You could also remove those files from memory through the task manager before or during scanning so the AV program can do it’s work on them. I think you can ???
That one baffled me too. I remember searching both here and Trend’s “encyclopedia”, once I’d learned the name of the beast, and it seemed to be generally agreed that the culprit was a security gap in the MS VM. But the infected files were definitely in the Sun folders. And more importantly, in the applet cache, which the VM never offered.
Well, we need to make sure. I try to do some research tomorrow if I find time at work.
I’ll be curious to see if you find anything interesting.
While you’re doing that, I probably should have mentioned another one HouseCall found at the same time – they might be related, or it might have been sheer conicidence. That was Troj Istbar.I – it didn’t concern me because HouseCall was quite happy to remove it, and a return visit showed that it apparently came out clean, no detectable traces afterwards.
And a couple of times in the last week or two, some website (maybe two different ones) that’s not one of my regular “stops” managed to sneakily install the dialer for DIDI, whatever/wherever that is. Fortunately it seemed to need no more than removal from Internet Options/Connections – no trace of it turned up after I did that, not even in the registry.
I get 30 lashes with a wet noodle for forgetting “minor details”, right? :-[
(Edited to add:) One more precaution, which didn’t occur to me till I’d gotten up today (Monday) – considering where that Java one wound up, I’ve now gone back into the Java Plug-In control panel, double-checked that the applet cache was still empty, and disabled applet caching.
And the cache, while a good idea in theory, doesn’t really make much difference on gaming sites I frequent, with the exception of SimSlots (yes, I’m a comfirmed wanna-be gambler
). Most of the others regularly upgrade their servers and/or applets once a week or so, so have to be downloaded from scratch again anyway.
istbar is also detected by spybot search and destroy so its no false positive. I HATE SPYWARE!
yes it takes a while to download the updates but not to worry I have cable hehehe ;D
managed to sneakily install the dialer for DIDI
download spyware blaster (its less than 1 MB) and update it to prevent those from being installed. If you have it open it and click check for updates
Thanks again, ML. I went to take a look at it here (from DogPile search) – and when I clicked on the “Spyware Blaster” link there, it sent me to SpyKiller. Are we still talking the same thing, or should I use a different starting point entirely?
I do have and use AdAware, but it’s the basic freeware version (disk scans only, no resident protection), and it sounds like I do need some kind of resident protection for those dialers.
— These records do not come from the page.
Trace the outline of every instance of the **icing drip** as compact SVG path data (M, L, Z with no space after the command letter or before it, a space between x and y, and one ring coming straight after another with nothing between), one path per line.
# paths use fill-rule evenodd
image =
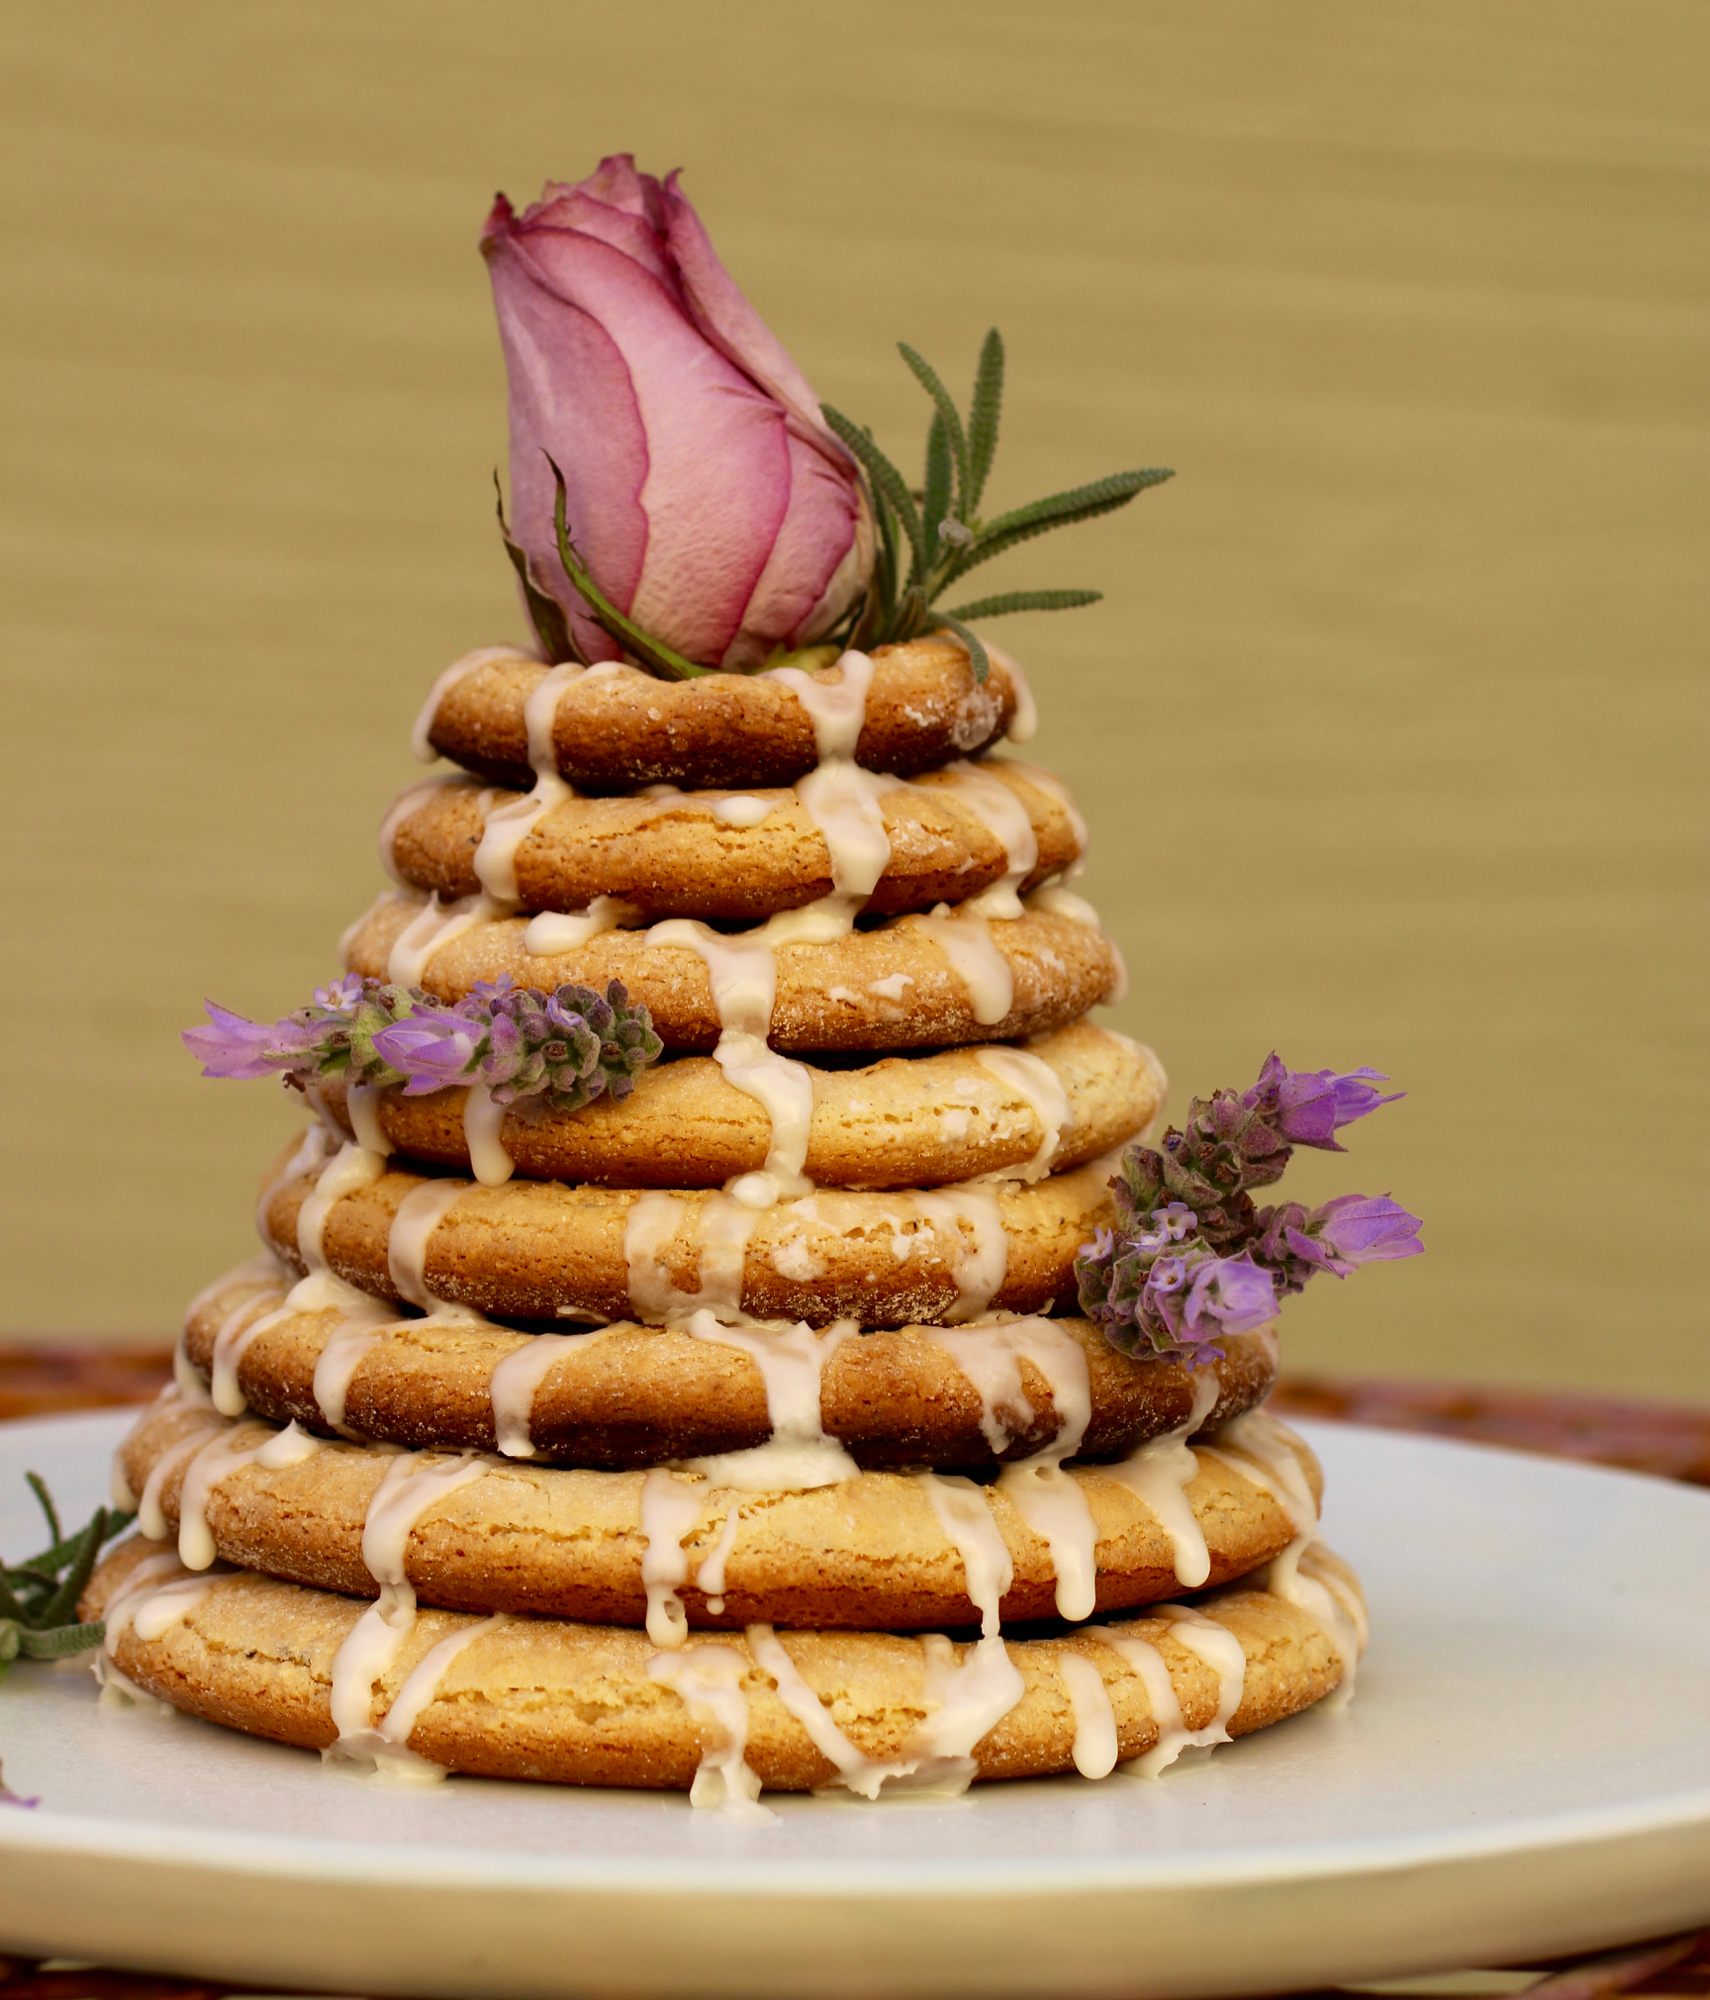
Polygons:
M467 1181L423 1181L398 1204L386 1237L386 1269L406 1304L432 1312L438 1301L427 1288L428 1243L446 1213L468 1192Z
M604 1327L592 1333L537 1333L526 1346L507 1354L493 1370L488 1394L493 1404L493 1436L506 1458L533 1458L530 1432L534 1399L552 1367L574 1347L598 1340Z
M542 910L530 917L523 932L523 949L536 958L561 951L579 951L604 931L615 931L624 915L616 896L596 896L585 910Z
M647 1636L669 1652L689 1636L678 1586L688 1580L683 1537L701 1518L708 1489L668 1466L656 1465L641 1482L641 1582L647 1592ZM722 1579L721 1579L722 1581Z
M380 1085L353 1083L345 1092L345 1105L356 1143L365 1153L378 1153L384 1159L392 1149L380 1129Z
M1098 1525L1079 1480L1063 1470L1092 1422L1092 1382L1086 1351L1047 1319L1017 1320L1027 1344L1019 1352L1051 1385L1061 1428L1043 1451L1006 1465L998 1486L1015 1511L1051 1551L1057 1576L1057 1614L1078 1623L1097 1601ZM1003 1331L1008 1331L1007 1328ZM1019 1393L1017 1368L1017 1390Z
M909 1748L946 1776L972 1778L975 1744L1014 1708L1027 1685L995 1632L970 1646L960 1664L941 1632L928 1632L920 1644L926 1655L922 1695L932 1712Z
M1176 1581L1189 1590L1198 1590L1211 1574L1211 1552L1205 1532L1194 1519L1187 1501L1187 1485L1199 1470L1199 1461L1188 1449L1188 1439L1211 1415L1221 1393L1214 1369L1202 1368L1194 1378L1193 1406L1186 1421L1161 1437L1149 1439L1130 1457L1115 1465L1101 1465L1101 1479L1113 1479L1126 1486L1152 1510L1158 1526L1169 1538Z
M807 1194L813 1184L802 1163L813 1124L813 1078L805 1065L767 1046L778 990L778 961L767 930L722 937L705 924L671 917L653 926L647 942L684 946L706 967L720 1029L713 1059L725 1081L752 1097L771 1120L765 1166L740 1175L730 1193L755 1209L770 1208L784 1195Z
M724 1739L716 1749L702 1751L689 1804L727 1819L758 1822L776 1815L760 1803L760 1780L747 1762L748 1696L742 1686L747 1672L748 1662L734 1646L691 1646L661 1654L647 1668L649 1680L674 1690L697 1723L704 1718Z
M344 1406L350 1395L352 1378L370 1348L383 1340L388 1329L396 1323L390 1318L380 1322L367 1317L343 1320L328 1335L325 1346L315 1357L314 1379L310 1384L315 1407L340 1437L356 1436L354 1431L346 1428L344 1421Z
M1010 717L1005 736L1011 743L1031 743L1039 728L1039 709L1033 699L1033 690L1027 684L1027 676L1007 653L1001 652L989 639L982 639L980 643L986 649L987 659L997 661L1015 688L1015 713Z
M820 1421L820 1378L825 1364L854 1331L848 1322L815 1333L805 1322L784 1332L722 1325L710 1312L695 1313L685 1332L718 1347L734 1347L760 1370L766 1385L766 1417L772 1435L748 1451L730 1451L688 1461L716 1485L743 1493L807 1492L860 1476L860 1467ZM733 1509L734 1512L734 1509ZM719 1581L701 1587L717 1592Z
M165 1638L180 1619L189 1617L216 1581L211 1576L178 1577L149 1591L130 1614L131 1630L145 1646Z
M1061 1455L1067 1458L1078 1449L1092 1421L1092 1392L1086 1355L1061 1327L1048 1319L1008 1319L921 1331L949 1355L978 1394L980 1429L994 1458L1001 1458L1017 1432L1025 1431L1037 1415L1022 1386L1024 1359L1050 1387L1058 1440L1068 1440ZM1004 1411L1012 1415L1013 1424L1004 1422Z
M734 792L727 799L715 799L712 805L713 818L722 820L726 826L759 826L771 813L769 799L751 799L742 792Z
M1009 768L1018 777L1025 778L1030 785L1037 785L1040 791L1048 793L1062 807L1063 817L1069 822L1069 831L1075 836L1076 860L1078 861L1087 851L1087 823L1081 816L1080 808L1069 796L1068 786L1063 783L1062 779L1054 771L1042 770L1037 764L1024 764L1019 757L1012 757L1008 761ZM1078 874L1080 871L1071 865L1065 872Z
M1015 974L992 942L984 916L970 903L960 903L954 911L940 903L930 916L905 921L918 925L943 952L967 989L974 1019L982 1028L995 1027L1015 1005Z
M224 1424L215 1421L204 1426L192 1436L181 1438L177 1444L163 1451L149 1467L148 1478L143 1482L143 1490L137 1501L137 1529L151 1542L164 1542L172 1533L171 1524L162 1511L160 1496L166 1490L166 1482L181 1465L186 1465L202 1447L226 1434ZM153 1561L150 1557L150 1561ZM177 1557L173 1558L174 1563Z
M387 1709L376 1731L381 1744L389 1746L392 1753L386 1756L389 1775L425 1779L429 1784L451 1775L443 1764L431 1763L410 1748L410 1732L421 1720L423 1710L438 1696L440 1683L458 1654L474 1640L513 1622L506 1613L498 1611L491 1618L483 1618L479 1624L465 1625L460 1632L448 1632L443 1639L430 1646L411 1668L404 1685L398 1690L397 1699ZM409 1760L407 1763L403 1761L406 1758Z
M295 1423L270 1431L253 1444L233 1444L230 1431L220 1431L203 1445L184 1470L178 1489L178 1560L186 1569L203 1570L219 1554L208 1527L208 1501L214 1488L240 1466L261 1465L272 1471L301 1465L322 1450L318 1437ZM139 1630L139 1637L146 1636Z
M1013 1090L1039 1120L1038 1150L1024 1167L1007 1168L1004 1179L1039 1181L1051 1171L1065 1127L1074 1123L1063 1080L1043 1056L1026 1049L976 1049L974 1060L1006 1090Z
M697 1469L701 1461L695 1461ZM724 1572L731 1553L736 1547L737 1531L742 1526L742 1508L732 1502L729 1513L724 1517L724 1526L718 1531L718 1540L713 1543L711 1555L701 1558L701 1566L695 1571L695 1588L707 1600L707 1609L717 1618L724 1610Z
M147 1533L147 1530L145 1529L144 1532ZM160 1537L155 1535L150 1536L149 1539L151 1541L158 1541ZM107 1606L105 1617L106 1631L101 1641L102 1661L106 1671L99 1673L97 1678L105 1684L109 1676L111 1676L122 1687L128 1689L130 1683L112 1667L111 1662L120 1639L124 1637L125 1633L130 1631L132 1621L135 1619L137 1613L164 1586L172 1583L193 1585L199 1599L207 1593L212 1581L213 1579L210 1577L190 1575L184 1565L178 1560L177 1551L174 1549L163 1549L159 1555L144 1556L136 1568L125 1578L124 1587L120 1590L118 1596ZM186 1603L184 1606L185 1611L191 1608L192 1605L190 1603ZM162 1626L161 1629L164 1631L166 1628ZM141 1690L139 1689L138 1692L140 1693ZM145 1700L153 1699L152 1696L144 1696L143 1698Z
M329 1165L316 1178L314 1192L297 1211L297 1254L312 1275L327 1268L322 1236L327 1212L347 1194L372 1187L386 1171L384 1153L371 1153L365 1146L341 1146Z
M957 799L1001 844L1005 855L1003 879L971 897L964 908L987 917L1019 917L1021 897L1017 891L1039 861L1039 837L1033 831L1032 815L1002 779L978 764L964 760L946 764L944 770L955 780Z
M388 1742L374 1726L375 1684L388 1671L416 1624L416 1593L404 1574L411 1531L438 1500L484 1478L485 1460L436 1452L400 1452L374 1489L362 1524L362 1560L380 1586L378 1599L352 1626L332 1663L332 1720L337 1737L321 1755L366 1763L376 1771L413 1771L413 1753Z
M1209 1750L1214 1744L1227 1743L1228 1724L1241 1705L1247 1676L1247 1659L1241 1642L1227 1627L1182 1604L1160 1605L1151 1615L1168 1619L1175 1628L1172 1636L1217 1676L1217 1709L1203 1728L1189 1729L1182 1717L1181 1701L1170 1679L1169 1667L1158 1648L1149 1639L1094 1626L1094 1636L1120 1653L1139 1676L1152 1720L1158 1726L1158 1738L1151 1749L1131 1757L1122 1766L1137 1778L1157 1777L1184 1750Z
M584 671L574 660L549 667L523 703L534 789L488 813L475 850L475 879L496 903L515 907L518 850L554 806L575 796L558 772L552 726L564 690Z
M419 986L441 945L504 914L503 905L488 895L460 896L454 903L442 903L437 893L429 896L398 933L386 956L386 977L394 986Z
M995 1639L1003 1594L1015 1581L1009 1545L998 1531L986 1489L957 1473L917 1472L938 1525L962 1559L969 1601L980 1614L980 1636Z
M996 1200L983 1188L936 1188L909 1199L931 1224L958 1298L944 1315L956 1324L978 1319L997 1295L1009 1269L1009 1239ZM966 1222L972 1242L962 1233Z
M494 660L526 660L530 656L515 646L477 646L472 653L465 653L461 660L453 660L428 690L428 698L417 713L415 726L410 731L410 748L424 764L431 764L439 755L428 738L433 730L434 719L439 714L439 705L457 686L467 680L477 669Z
M1057 1671L1075 1719L1075 1769L1083 1778L1108 1778L1116 1768L1116 1710L1104 1676L1084 1653L1068 1651L1057 1655Z
M866 1756L831 1718L831 1711L805 1680L770 1625L750 1625L744 1635L754 1664L777 1683L778 1699L795 1717L813 1747L836 1766L839 1785L864 1799L876 1799L888 1778L905 1778L919 1767L918 1757L877 1763Z
M743 1263L758 1221L753 1209L725 1194L700 1202L656 1192L638 1196L623 1238L630 1307L636 1317L664 1325L706 1308L724 1319L740 1318ZM664 1251L685 1224L695 1240L698 1292L679 1291L663 1261Z
M463 1098L463 1138L469 1165L483 1187L503 1187L511 1177L514 1162L500 1137L504 1125L505 1107L494 1102L491 1088L470 1084Z
M1026 908L1037 910L1044 917L1066 917L1072 924L1085 924L1090 931L1101 928L1099 914L1086 897L1065 889L1061 882L1047 882L1042 889L1035 889L1027 898Z
M249 1408L249 1399L238 1386L238 1363L256 1335L283 1317L284 1307L277 1295L263 1293L260 1298L246 1299L220 1321L208 1370L213 1385L208 1401L222 1417L241 1417Z
M787 687L807 711L822 764L833 757L853 761L867 720L867 692L873 685L873 662L865 653L845 653L837 669L836 681L802 667L773 667L765 676Z
M396 842L399 827L429 799L453 785L466 786L468 783L468 778L461 771L441 771L437 777L422 778L407 786L386 808L386 816L380 822L380 866L400 889L407 889L410 885L398 872Z
M815 907L835 912L845 929L890 865L891 837L879 800L901 783L841 758L817 765L796 782L796 796L824 837L831 860L831 894Z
I was interested that both times that DIDI thing went in, it immediately started dialing (and I think successfully connected) even though I was already online with my local connection. Ain’t science wonderful? ;D
spyware blaster is here and keep it from being installed (weekly updates) http://www.javacoolsoftware.com/spywareblaster.html
spyware guard is here and is the resident scanner (updates are monthly sometimes bi-monthly) http://www.wilderssecurity.net/spywareguard.html
both made and updates by javacool
i believe these are in technical’s links post too
Got it (the Blaster one) this time, ML, thanks - hope k-cookies don’t cause you a weight problem.
Signed up for their forums too while I was at it, although since Blaster’s not even an active process (works by setting “traps” in the registry, if I understand correctly) I doubt if I’ll be there much.
Sounds like the Blaster doesn’t require you to do a thing, other than open it and check for updates periodically.
Hopefully we’ve finally beaten this one to death – although it’ll be interesting to see if Culpeper turned up anything new.
Thanks again, and best,
Mike
i use both. the guard has really good browser hijack protection. And yes the blaster uses a kill switch/trap door like thingy
hope k-cookies don't cause you a weight problem.;D
I have these trojans in a zip file. I scanned them with avast 4.5 (VPS 0443-3) did not detect any trojan.
I think avast added them to the db in VPS 0311-6 dated 16/12/2003. How come avast can’t detect them? Does the virus team drop some viruses/trojans periodically?